Not all overlooked lives are female: I love The Fortunes of Francis Barber by Michael Bundock (Yale, 2015) for its fascinating story of the “intimacy, possessiveness, exasperation and love” of the close friendship between a former child slave and Dr Samuel Johnson. My own blog celebrates friendship, so it’s not surprising that several of the biographies I chose also take this as their subject.

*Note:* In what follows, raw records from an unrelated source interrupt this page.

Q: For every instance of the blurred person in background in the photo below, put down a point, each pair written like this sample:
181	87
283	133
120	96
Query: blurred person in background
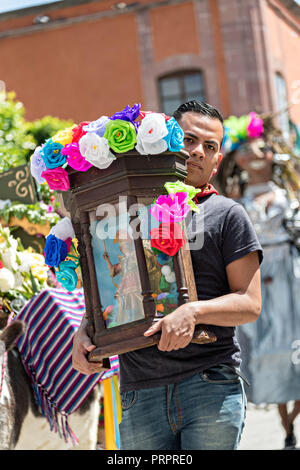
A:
260	171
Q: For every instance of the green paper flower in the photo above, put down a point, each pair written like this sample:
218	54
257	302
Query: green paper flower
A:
121	135
178	187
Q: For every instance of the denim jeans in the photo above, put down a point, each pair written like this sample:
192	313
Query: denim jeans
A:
204	412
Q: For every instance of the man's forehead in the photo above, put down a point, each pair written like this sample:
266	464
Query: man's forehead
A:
201	125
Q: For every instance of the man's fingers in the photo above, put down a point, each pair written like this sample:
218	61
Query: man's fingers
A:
153	328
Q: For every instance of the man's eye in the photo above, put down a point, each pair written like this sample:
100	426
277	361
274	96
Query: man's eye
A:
210	147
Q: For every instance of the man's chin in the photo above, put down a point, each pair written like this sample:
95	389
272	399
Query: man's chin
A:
197	183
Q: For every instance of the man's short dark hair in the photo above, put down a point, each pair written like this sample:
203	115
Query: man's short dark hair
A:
199	107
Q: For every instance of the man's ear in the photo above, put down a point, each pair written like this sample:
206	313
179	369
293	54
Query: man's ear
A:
220	158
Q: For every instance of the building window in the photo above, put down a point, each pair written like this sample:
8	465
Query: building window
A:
282	104
178	88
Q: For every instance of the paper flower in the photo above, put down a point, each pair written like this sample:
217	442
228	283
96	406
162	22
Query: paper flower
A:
179	186
37	165
128	114
55	251
162	258
74	157
255	126
51	154
237	128
7	280
168	238
151	133
57	179
171	208
97	126
154	148
78	131
63	229
64	137
121	135
145	113
67	276
96	150
175	135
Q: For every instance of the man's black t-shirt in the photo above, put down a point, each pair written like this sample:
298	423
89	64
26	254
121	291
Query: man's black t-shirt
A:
219	235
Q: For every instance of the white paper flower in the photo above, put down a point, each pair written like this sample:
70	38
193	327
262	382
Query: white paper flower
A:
63	229
153	148
150	135
96	150
7	280
153	128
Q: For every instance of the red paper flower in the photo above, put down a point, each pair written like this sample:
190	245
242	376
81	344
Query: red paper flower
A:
78	132
168	238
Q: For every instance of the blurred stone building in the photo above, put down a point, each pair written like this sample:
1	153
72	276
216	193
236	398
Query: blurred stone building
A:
80	59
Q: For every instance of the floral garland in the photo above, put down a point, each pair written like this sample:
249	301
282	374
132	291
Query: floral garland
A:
239	130
96	143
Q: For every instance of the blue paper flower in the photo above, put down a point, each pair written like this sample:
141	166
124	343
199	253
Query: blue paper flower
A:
175	135
67	275
128	114
55	251
51	154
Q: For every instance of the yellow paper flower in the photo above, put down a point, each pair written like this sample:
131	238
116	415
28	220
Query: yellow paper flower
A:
64	137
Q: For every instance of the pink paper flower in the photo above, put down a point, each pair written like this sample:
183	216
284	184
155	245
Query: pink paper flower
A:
255	126
68	242
57	179
75	159
171	208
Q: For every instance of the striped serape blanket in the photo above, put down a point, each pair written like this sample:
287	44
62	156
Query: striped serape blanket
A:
51	319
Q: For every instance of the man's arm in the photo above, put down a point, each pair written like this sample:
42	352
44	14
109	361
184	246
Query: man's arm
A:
241	306
82	345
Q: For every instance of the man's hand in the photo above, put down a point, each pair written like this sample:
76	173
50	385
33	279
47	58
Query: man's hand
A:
177	329
82	345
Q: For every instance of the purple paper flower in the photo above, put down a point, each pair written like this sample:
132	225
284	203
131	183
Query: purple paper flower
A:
98	126
171	208
37	166
128	114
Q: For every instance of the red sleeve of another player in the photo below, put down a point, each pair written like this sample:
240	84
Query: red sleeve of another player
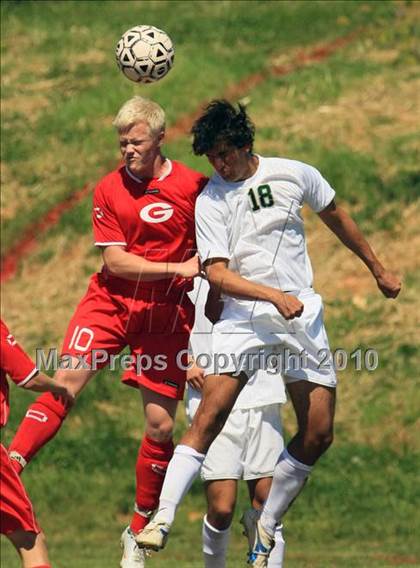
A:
14	361
106	228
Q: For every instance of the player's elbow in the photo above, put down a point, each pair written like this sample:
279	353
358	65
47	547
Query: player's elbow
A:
113	261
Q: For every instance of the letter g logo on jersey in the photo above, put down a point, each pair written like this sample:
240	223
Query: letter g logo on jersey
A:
156	212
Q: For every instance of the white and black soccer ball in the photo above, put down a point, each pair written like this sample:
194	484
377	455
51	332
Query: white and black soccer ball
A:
145	54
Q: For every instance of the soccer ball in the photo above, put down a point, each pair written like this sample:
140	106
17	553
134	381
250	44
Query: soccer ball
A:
145	54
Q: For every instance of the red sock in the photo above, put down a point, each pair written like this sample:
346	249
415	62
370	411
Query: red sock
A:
41	423
152	461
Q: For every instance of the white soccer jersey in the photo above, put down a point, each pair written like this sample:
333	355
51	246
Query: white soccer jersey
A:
257	225
263	388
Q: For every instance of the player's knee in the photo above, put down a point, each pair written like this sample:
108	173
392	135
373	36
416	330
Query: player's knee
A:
320	440
160	431
212	421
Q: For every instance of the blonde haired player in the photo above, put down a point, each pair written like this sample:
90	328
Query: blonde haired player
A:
143	223
251	239
247	448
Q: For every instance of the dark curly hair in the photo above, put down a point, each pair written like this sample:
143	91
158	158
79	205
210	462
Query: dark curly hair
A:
222	122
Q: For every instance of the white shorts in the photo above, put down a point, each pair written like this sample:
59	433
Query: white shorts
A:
252	338
248	447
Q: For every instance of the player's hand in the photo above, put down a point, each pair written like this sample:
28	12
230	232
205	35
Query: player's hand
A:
288	306
67	396
195	376
190	268
388	284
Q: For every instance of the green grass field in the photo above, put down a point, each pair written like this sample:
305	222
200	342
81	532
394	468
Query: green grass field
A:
355	116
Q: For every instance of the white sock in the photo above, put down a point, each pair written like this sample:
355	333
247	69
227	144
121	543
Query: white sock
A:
288	480
182	470
215	543
275	560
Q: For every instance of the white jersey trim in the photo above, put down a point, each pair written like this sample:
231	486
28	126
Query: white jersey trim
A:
31	375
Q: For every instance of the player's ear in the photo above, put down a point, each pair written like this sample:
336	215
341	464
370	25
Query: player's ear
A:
160	137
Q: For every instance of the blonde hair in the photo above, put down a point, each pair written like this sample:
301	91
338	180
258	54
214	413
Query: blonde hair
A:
138	109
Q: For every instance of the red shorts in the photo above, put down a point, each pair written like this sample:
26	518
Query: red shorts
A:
155	324
16	510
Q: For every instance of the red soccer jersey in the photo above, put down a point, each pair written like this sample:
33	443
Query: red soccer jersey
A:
152	218
15	363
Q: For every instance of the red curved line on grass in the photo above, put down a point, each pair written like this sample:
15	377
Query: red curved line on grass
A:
29	238
182	127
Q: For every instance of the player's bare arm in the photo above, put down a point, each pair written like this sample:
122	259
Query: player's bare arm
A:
132	267
232	284
346	229
195	374
214	305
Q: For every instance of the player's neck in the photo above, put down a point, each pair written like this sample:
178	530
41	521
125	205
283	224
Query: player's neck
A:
159	168
250	167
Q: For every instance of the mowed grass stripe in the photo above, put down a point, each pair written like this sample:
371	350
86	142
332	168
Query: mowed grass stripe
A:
299	60
59	99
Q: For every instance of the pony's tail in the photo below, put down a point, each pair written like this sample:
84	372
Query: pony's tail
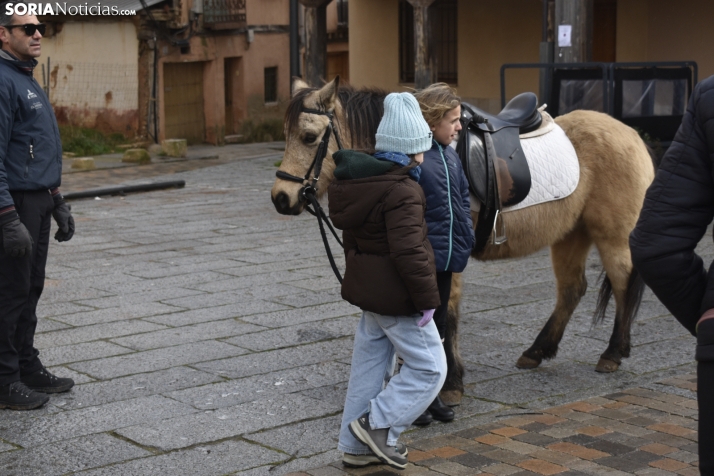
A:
633	298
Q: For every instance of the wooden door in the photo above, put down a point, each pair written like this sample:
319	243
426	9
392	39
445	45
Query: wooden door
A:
184	116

A Secret Sisterhood: The hidden friendships of Austen, Brontë, Eliot and Woolf (Aurum, 2018) by Emily Midorikawa and Emma Claire Sweeney showed how these writers’ friendships with other women underpinned their lives and writing, sustaining and challenging them to greater creativity. I wrote a review of it here. Michelle Dean’s Sharp: the women who made an art of having an opinion (Fleet, 2018) is another engaging group portrait, in this case of the connections between ten 20th-century female thinkers and writers. Alethea Hayter’s A Sultry Month (Faber, 1965) is a pioneering biography that brilliantly evokes a summer of fierce heat and personal crises for a close-knit group of writers and artists in 1846 London. It’s a book that still has a huge impact.

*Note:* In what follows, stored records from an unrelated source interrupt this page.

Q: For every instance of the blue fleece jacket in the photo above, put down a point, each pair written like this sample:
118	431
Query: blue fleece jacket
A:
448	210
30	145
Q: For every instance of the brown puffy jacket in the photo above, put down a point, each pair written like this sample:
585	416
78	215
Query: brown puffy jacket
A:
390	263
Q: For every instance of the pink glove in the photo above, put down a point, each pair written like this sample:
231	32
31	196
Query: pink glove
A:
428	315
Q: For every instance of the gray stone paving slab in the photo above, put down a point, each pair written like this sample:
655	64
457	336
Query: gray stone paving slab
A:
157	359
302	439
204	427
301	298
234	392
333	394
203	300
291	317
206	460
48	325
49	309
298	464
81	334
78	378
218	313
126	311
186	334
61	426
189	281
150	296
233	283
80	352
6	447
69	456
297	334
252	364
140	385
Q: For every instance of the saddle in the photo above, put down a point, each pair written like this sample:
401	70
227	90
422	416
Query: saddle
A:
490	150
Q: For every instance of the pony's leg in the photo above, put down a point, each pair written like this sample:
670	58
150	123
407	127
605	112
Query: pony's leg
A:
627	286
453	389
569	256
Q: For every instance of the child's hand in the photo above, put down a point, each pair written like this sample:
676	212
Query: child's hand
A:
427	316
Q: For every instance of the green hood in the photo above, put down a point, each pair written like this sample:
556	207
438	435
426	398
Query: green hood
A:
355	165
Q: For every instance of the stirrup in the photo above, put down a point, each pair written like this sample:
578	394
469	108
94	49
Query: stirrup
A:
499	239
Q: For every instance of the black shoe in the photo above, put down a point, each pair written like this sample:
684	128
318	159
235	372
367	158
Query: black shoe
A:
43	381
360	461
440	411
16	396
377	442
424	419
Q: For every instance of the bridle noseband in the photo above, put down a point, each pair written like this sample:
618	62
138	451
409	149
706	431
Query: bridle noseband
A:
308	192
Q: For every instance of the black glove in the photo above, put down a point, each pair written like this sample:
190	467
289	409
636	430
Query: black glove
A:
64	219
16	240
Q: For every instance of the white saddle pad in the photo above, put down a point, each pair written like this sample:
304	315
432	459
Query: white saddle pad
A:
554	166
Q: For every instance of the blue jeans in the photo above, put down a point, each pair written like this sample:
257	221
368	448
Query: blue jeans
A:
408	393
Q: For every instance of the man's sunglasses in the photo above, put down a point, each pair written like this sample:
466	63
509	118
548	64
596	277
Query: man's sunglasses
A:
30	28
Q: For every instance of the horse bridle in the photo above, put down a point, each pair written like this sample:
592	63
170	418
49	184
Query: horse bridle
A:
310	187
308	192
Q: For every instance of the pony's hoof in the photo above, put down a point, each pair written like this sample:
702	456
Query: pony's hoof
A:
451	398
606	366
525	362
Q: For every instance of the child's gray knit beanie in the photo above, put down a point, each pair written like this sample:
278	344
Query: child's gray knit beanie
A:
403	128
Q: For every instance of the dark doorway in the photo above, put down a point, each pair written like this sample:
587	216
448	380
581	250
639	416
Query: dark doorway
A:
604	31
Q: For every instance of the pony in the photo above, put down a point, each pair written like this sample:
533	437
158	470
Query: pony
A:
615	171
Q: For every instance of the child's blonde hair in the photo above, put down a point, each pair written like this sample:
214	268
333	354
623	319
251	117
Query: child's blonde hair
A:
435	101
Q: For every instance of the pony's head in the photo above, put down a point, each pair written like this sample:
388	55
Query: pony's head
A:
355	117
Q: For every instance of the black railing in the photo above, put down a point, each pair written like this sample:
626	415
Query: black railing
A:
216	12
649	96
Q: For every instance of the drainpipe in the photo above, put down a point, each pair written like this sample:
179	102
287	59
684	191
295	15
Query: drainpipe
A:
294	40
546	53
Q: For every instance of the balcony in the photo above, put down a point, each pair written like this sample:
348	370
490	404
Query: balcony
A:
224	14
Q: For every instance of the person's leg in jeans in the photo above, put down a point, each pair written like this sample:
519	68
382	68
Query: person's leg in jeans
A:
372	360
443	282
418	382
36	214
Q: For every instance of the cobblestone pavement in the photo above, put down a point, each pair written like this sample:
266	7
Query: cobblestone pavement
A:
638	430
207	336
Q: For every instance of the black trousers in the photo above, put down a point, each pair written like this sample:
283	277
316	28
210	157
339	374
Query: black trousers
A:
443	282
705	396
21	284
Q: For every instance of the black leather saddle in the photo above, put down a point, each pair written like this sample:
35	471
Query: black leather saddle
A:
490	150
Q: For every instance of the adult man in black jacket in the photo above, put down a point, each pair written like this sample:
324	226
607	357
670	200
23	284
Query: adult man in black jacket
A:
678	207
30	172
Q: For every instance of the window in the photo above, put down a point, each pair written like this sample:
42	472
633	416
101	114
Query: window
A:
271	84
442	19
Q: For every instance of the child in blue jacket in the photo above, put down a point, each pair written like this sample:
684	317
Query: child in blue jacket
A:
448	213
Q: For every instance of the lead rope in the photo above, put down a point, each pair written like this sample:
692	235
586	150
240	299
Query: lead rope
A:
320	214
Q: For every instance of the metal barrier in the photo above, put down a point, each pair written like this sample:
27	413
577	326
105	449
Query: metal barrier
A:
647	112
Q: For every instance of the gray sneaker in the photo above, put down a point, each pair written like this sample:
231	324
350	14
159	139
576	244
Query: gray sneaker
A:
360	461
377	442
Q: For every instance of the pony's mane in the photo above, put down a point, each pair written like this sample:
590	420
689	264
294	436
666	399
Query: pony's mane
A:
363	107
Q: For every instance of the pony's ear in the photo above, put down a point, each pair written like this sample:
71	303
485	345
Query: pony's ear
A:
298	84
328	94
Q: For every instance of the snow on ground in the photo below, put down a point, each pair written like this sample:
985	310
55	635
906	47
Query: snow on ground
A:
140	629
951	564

The book that got me interested in writing about marriage is Parallel Lives: Five Victorian Marriages (Penguin, 1983) by Phyllis Rose. It’s an insightful, thought-provoking evocation of the troubled marriages of Dickens, Carlyle and Ruskin that’s a pleasure to read and Rose asks ‘if we managed to suppress marriage, what would we have left to tell?’ More recently, Daisy Hay wrote ‘a portrait of a marriage unobscured by mythology’ in her Mr and Mrs Disraeli (Chatto & Windus, 2015), which shows her biographer’s skills of ‘watching for alternative narratives, listening to things not said.’ I love Michael Holroyd’s explanation of how he ended up writing about the famous theatrical partnership of Ellen Terry and Henry Irving in A Strange Eventful History (2008): “it was impossible to write about Ellen without Irving elbowing his way in and trying to upstage her – and once that happened the rest of the families crowded in and I was in for the long haul.” (The Guardian, 2008).

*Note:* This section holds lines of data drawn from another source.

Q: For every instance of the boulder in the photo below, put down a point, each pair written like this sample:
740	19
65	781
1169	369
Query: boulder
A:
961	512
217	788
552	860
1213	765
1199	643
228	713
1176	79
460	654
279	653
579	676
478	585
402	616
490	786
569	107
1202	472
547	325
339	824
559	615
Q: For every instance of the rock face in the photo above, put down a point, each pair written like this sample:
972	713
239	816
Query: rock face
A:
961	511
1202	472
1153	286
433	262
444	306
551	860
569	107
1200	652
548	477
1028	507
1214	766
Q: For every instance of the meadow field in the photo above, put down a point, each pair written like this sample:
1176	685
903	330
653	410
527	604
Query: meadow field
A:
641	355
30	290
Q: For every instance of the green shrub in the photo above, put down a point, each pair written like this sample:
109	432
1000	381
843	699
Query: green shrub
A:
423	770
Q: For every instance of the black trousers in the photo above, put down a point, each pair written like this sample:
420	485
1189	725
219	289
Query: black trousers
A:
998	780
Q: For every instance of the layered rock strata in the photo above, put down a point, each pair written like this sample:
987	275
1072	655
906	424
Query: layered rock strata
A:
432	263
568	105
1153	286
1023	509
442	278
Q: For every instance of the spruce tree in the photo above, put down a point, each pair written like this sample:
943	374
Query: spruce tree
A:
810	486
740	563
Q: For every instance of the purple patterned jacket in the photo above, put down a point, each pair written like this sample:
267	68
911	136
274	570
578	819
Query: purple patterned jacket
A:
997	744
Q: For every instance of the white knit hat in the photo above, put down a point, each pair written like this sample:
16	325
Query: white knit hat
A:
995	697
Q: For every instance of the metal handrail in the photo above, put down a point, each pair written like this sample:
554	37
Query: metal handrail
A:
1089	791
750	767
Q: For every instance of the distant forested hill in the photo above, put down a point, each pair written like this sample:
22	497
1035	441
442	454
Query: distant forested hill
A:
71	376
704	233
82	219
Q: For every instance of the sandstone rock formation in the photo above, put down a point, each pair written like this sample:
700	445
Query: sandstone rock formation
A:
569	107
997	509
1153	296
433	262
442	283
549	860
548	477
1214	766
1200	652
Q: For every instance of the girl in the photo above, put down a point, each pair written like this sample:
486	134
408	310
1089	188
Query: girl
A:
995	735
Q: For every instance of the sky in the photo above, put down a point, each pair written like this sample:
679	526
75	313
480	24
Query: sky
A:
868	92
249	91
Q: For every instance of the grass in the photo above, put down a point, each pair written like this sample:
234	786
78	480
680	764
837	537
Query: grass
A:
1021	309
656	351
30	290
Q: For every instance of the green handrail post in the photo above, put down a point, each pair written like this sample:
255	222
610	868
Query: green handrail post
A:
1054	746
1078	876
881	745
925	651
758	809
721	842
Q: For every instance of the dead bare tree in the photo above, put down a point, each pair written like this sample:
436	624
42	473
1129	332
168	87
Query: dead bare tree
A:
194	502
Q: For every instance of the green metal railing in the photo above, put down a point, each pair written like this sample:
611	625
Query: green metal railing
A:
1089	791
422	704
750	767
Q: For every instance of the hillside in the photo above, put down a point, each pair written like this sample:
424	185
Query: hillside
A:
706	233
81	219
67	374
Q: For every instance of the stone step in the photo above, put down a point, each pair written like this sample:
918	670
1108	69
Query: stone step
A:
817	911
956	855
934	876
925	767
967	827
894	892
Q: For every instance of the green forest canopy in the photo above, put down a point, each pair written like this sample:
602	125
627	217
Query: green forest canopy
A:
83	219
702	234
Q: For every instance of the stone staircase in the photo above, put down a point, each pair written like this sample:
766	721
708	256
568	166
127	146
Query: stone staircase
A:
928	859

Some of the best biographies remind us of the pitfalls of life writing. In Virginia Woolf (Vintage, 1997) Hermione Lee shook up biography traditions by reminding us in the opening chapter that “there is no such thing as an objective biography, particularly not in this case.” In his equally influential book, Footsteps: Adventures of a Romantic Biographer (Harper Perennial, 1985) Richard Holmes showed the pleasures of ‘footstepping’ your subject, visiting the places they went to and seeing what they saw. “If you are not in love with them you will not follow them – not very far, anyway,” he warns. Yet the besotted biographer is not necessarily a good thing, as far as his or her subject is concerned. ‘The biographer at work,’ wrote Janet Malcolm provocatively in The Silent Woman: Sylvia Plath & Ted Hughes (Granta, 1993) ‘is like the professional burglar, breaking into a house, rifling through certain drawers that he has good reason to think contain the jewelry and money, and triumphantly bearing his loot away.’
In her prize-winning Aristocrats (Chatto, 2004) Stella Tillyard offers a more positive view of why life-writing matters: ‘biography (especially biography that deals, as this one does, with romance and royalty) often gives intimacy without context, and history without biography offers context without the warmth of individual lives.’ Craig Brown also deals with romance and royalty in his witty and irreverent Ma’am Darling: 99 Glimpses of Princess Margaret (4th Estate, 2017). It was awarded the James Tait Black Memorial prize for Biography in 2018, and like Virginia Woolf’s Flush it’s a reminder to all biographers not to take themselves – or their subjects – too seriously.